Chaguaramas farmer found in contempt, must comply by May 3 or face jail
Source Credit: Trinidad and Tobago, Newsday
Photo: Margaret Mohammed . Photo courtesy of Trinidad and Tobago, Newsday.
By Jada Loutoo
Sunday 22 January 2024
A CHAGUARAMAS farmer has been committed to serve seven days of simple imprisonment for contempt for trespassing, continuing construction and allowing livestock to enter the land owned by two other farmers at Guave Road.
Justice Margaret Mohammed made the order on April 18.
However, it has been suspended until May 3 to give farmer Earl Peters time to comply with a previous court order dated January 23, 2023, which stopped him from trespassing and continuing to build structures on Lots D and E at Guave Road, known as the Guave Road Triangle.
Farmers Sherbert Mc Kie and Joseph Richardson sought the contempt application. In it, they complained they were being inconvenienced by Peters, who was preventing them from using their land despite the court’s orders in 2023.

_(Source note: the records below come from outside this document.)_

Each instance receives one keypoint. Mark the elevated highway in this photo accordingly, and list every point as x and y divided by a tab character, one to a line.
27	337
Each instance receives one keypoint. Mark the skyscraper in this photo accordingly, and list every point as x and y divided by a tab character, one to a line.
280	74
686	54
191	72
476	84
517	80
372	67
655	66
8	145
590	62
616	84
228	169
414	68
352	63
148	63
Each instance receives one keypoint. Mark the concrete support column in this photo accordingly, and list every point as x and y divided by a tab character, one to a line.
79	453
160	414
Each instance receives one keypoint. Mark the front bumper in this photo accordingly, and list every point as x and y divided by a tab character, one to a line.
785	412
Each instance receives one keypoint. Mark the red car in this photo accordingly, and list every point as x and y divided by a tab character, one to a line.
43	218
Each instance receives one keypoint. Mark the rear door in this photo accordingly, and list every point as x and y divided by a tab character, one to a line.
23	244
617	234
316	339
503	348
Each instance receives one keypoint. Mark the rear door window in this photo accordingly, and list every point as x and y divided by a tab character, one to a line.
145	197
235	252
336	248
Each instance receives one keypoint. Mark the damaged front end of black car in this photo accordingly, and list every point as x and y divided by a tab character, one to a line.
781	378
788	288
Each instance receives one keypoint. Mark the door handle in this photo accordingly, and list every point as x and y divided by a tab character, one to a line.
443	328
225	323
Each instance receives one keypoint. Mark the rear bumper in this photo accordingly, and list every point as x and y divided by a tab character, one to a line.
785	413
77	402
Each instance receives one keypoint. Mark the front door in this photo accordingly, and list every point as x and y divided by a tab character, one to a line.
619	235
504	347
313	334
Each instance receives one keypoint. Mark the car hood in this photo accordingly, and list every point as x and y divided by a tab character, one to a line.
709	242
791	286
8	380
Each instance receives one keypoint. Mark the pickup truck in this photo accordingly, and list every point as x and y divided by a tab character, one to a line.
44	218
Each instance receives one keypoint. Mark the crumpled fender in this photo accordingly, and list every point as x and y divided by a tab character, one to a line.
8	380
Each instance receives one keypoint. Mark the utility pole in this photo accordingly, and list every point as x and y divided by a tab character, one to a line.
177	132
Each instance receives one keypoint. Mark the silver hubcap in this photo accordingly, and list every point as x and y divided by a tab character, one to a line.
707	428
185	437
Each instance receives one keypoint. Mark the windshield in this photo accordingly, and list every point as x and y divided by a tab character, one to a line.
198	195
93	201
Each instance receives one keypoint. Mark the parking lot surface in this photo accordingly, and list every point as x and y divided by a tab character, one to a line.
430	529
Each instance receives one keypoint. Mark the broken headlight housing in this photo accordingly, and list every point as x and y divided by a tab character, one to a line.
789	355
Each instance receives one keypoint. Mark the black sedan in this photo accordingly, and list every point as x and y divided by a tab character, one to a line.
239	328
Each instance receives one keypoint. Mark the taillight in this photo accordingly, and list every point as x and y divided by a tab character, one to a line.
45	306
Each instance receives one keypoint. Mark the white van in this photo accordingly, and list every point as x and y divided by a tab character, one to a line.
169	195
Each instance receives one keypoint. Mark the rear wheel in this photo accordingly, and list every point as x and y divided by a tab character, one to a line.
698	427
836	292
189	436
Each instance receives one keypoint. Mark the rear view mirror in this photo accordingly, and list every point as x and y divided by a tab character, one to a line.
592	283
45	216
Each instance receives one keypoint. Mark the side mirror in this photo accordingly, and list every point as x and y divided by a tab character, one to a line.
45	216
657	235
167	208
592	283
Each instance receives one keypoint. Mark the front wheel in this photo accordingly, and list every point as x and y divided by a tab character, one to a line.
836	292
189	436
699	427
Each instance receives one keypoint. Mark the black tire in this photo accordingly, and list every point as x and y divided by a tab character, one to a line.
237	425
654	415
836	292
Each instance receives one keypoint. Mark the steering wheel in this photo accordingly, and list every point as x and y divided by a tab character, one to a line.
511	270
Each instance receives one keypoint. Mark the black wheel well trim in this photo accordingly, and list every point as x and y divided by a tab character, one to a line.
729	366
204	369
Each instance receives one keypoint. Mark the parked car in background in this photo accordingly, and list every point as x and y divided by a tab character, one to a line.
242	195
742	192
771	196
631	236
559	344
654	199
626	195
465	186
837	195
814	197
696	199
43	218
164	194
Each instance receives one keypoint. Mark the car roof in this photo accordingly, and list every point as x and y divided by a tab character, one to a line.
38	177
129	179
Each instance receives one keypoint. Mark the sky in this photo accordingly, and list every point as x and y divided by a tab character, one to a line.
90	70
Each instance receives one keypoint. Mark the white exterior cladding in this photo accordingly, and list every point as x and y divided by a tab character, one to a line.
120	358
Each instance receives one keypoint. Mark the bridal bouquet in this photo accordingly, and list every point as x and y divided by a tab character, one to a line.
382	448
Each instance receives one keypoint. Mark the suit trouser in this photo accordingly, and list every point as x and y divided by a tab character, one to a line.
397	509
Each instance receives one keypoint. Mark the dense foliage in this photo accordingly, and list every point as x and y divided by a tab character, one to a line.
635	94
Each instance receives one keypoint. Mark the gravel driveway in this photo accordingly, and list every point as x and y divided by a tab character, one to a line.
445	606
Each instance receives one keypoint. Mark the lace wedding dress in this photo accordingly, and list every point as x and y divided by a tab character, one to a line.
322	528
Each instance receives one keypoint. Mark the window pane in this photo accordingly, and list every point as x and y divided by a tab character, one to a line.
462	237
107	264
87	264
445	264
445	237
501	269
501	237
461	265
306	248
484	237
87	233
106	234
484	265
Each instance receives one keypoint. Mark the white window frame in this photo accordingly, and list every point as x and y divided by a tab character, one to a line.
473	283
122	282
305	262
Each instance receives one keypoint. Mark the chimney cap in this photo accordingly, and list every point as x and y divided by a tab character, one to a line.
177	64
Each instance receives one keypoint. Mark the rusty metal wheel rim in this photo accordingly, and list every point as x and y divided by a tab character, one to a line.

In his affidavit in support of the contempt application, Richardson said in early 2023, structures were built on his land, and the main drain that prevents the swamps that fill during the rainy season from draining properly was blocked.
He said he saw a pen on his land with pigs and turkeys, a shipping container and a water tank system, and plots of his land were rented out to different people for agriculture.
Richardson also said he was chased off his land and assaulted. He made a report to the Carenage police.
McKie said Peters ought to have known Lots D and E were his and Richardson’s since Peters was also involved in court proceedings in 2015 when all of the farmers’ lots were identified. He said Peters’ lot was at Lot B. He said he has been in open possession and control of Lot E, which he has planted for over 40 years, while Richardson has had Lot D for some 50 years.
Attorney and land surveyor Colvin Blaize deposed that he made an occupation survey of the Guave Road lands in 2022. He said in January 2024, he was hired by Richardson and McKie to do a redefinition survey to assist the court. This, he said, was done in Richardson and Peters’ presence and markers were placed to identify the relevant lots.
However, in his response, Peters said there are no markers to show where one lot begins and ends. He said he did not know the lot identified as his, as he has been farming on a piece of land landlocked between the two men.
Peters said he has been working the land for 15 years. He denied he trespassed on the men’s lands and added, “The persons who are on the area of land I have always been farming are my workers, and sometimes there are youths who are members of a rehabilitative programme who visit to learn farming skills as an alternative to a life of crime.”
Peters further said he has also been communicating with the relevant authorities to find out the status of the lands which are still vested in the State.
In 2015, a group of Guave Road farmers filed an action in the High Court to stop the Chaguaramas Development Authority (CDA) from proceeding with development plans in the peninsula.
In 2018, then-Planning Minister Camille Robinson-Regis said a decision was taken to divest the lands owned by the CDA to the State to facilitate the grant of leases to the farmers since the 1974 Chaguaramas Development Plan prohibited the authority from granting agricultural leases to farmers at the Guave Road Triangle.
By legal notice 127, the land was transferred to the control of the Ministry of Agriculture in 2021.
McKie and Richardson were represented by attorneys Farai Hove Masaisai and Gabriel Glanville. Peters was represented by Phillip Wilson and Saskea Lynch.